А вот возят металлолом небольшими партиями. Грузят, если не вручную, то при минимальной механизации процесса погрузки.

Прочие, но, тем не менее, важные моменты.

Газорезка кислородно–ацетиленовая. Среди груд металла валяются не меньше трех десятков кислородных баллонов. Следовательно, где–то неподалеку имеется кислородная станция.

Ацетилен получают из генератора типа «колдун», а значит уже налажено производство карбида.

Рискну предположить, что переплавка металлолома и производство карбида налажено в одном и том же промышленном центре. Кокс необходим в обоих техпроцессах. Лично я попытался бы наладить бартерный обмен карбида на металлолом. И нет оснований считать, что местные глупее меня.

Возвращаюсь к термосу с пивом и продолжаю делать скучные, но полезные выводы. Авиация тут если и летает, то исключительно Орденская. Гражданская, а возможно и военная авиация нового мира разгромлена на базах подобной этой, не хуже, чем авиация РККА была разгромлена Люфтваффе в начале войны.

Остатки. Нет, не так. Останки трех самолетов и вертолета в данный момент служат игровой площадкой моему потомству.

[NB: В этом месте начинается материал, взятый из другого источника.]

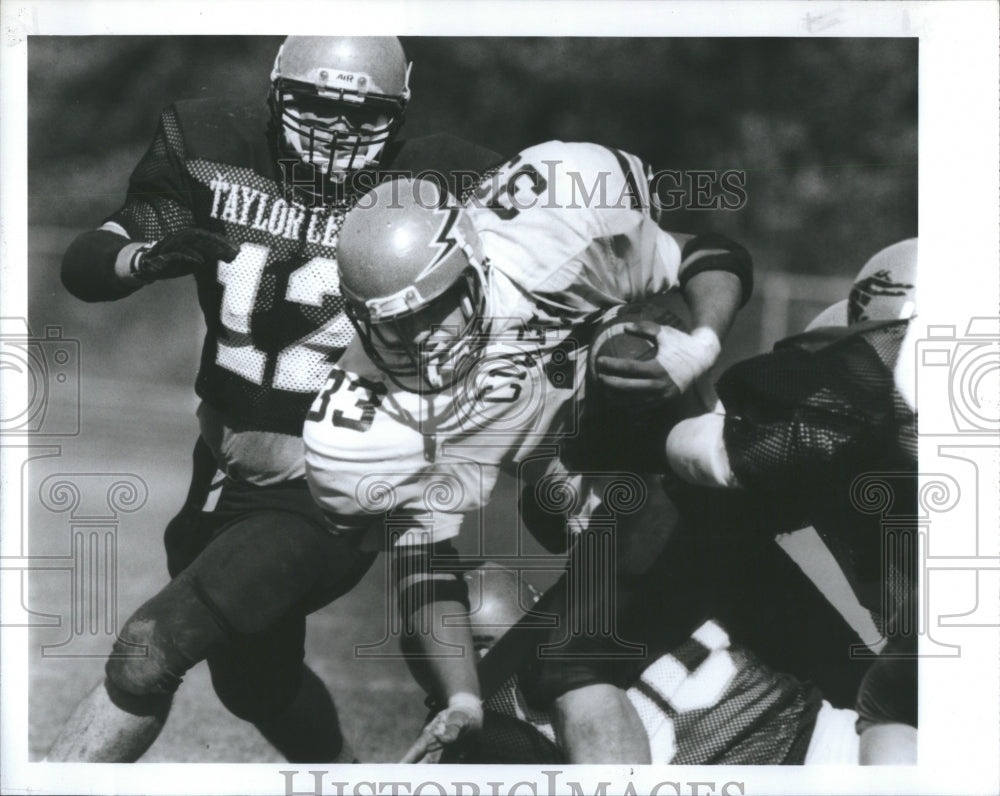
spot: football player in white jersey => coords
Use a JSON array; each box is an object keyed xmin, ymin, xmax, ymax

Ага, бросая на меня не сулящие ничего хорошего взгляды, местные работяги открывают крайний склад–контейнер. Внутри контейнеров по стеллажам аккуратно разложено демонтированное с машин оборудование. Собственно другого я и не ожидал увидеть.

Все — пиво допито, трофеи погружены, и обеденное время практически подошло. А у меня до обеда еще есть планы.

— Гюнтер открывай ворота, грузиться будем. И неплохо бы прикрыть груз брезентом. Кстати, где мои патроны?

— Там открыто, заезжай. Канистры стоят около ворот, а брезента у меня нет, — немец выкладывает на стол патронные пачки.

— Нет, так нет, — мой груз что ли. Снимаю куртку и заворачиваю в нее патроны.

— Хальт! (стой нем.)

— Может мне еще и руки поднять? — поворачиваюсь к немцу.

— На вещевой склад загляни, там выдадут. Я договорюсь.

— Хм, Гюнтер, а ты точно немец? Где такие немцы побывали там евреям делать нечего.

Немец усвоил урок, на провокацию не поддаётся и возвращается к обслуживанию пары крепких молодых ребятишек цыганистой наружности. С немцем парни общаются на английском, а вот между собой, на чем–то, похожем на итальянский или на испанский. Я на этих языках, дай бог, дюжину слов знаю.

У ворот меня ждут два пластиковых пятидесятилитровых бочонка с обещанным биодизелем. А вот не буду я тут танцы с бубном устраивать. У меня баки под крышку заправлены. Как я его смешивать буду?

Принимаю смелое командирское решение — тару из–под биотоплива считать своей собственностью. Придя к согласию с самим собой, приступаю к погрузке прицепа.

Немец — скотина, так и не вышел помочь. Мы ведь не договаривались, что он помогать должен. Он и не помогает. Орднунг, однако.

Закончив с погрузкой, решаю, что на сегодня все — хватит! Укатали сивку крутые горки, надо для себя пожить полдня.

Остаток дня жру, пью пиво, греюсь в бане, плескаюсь в бассейне. Одним словом отрываюсь, как умею.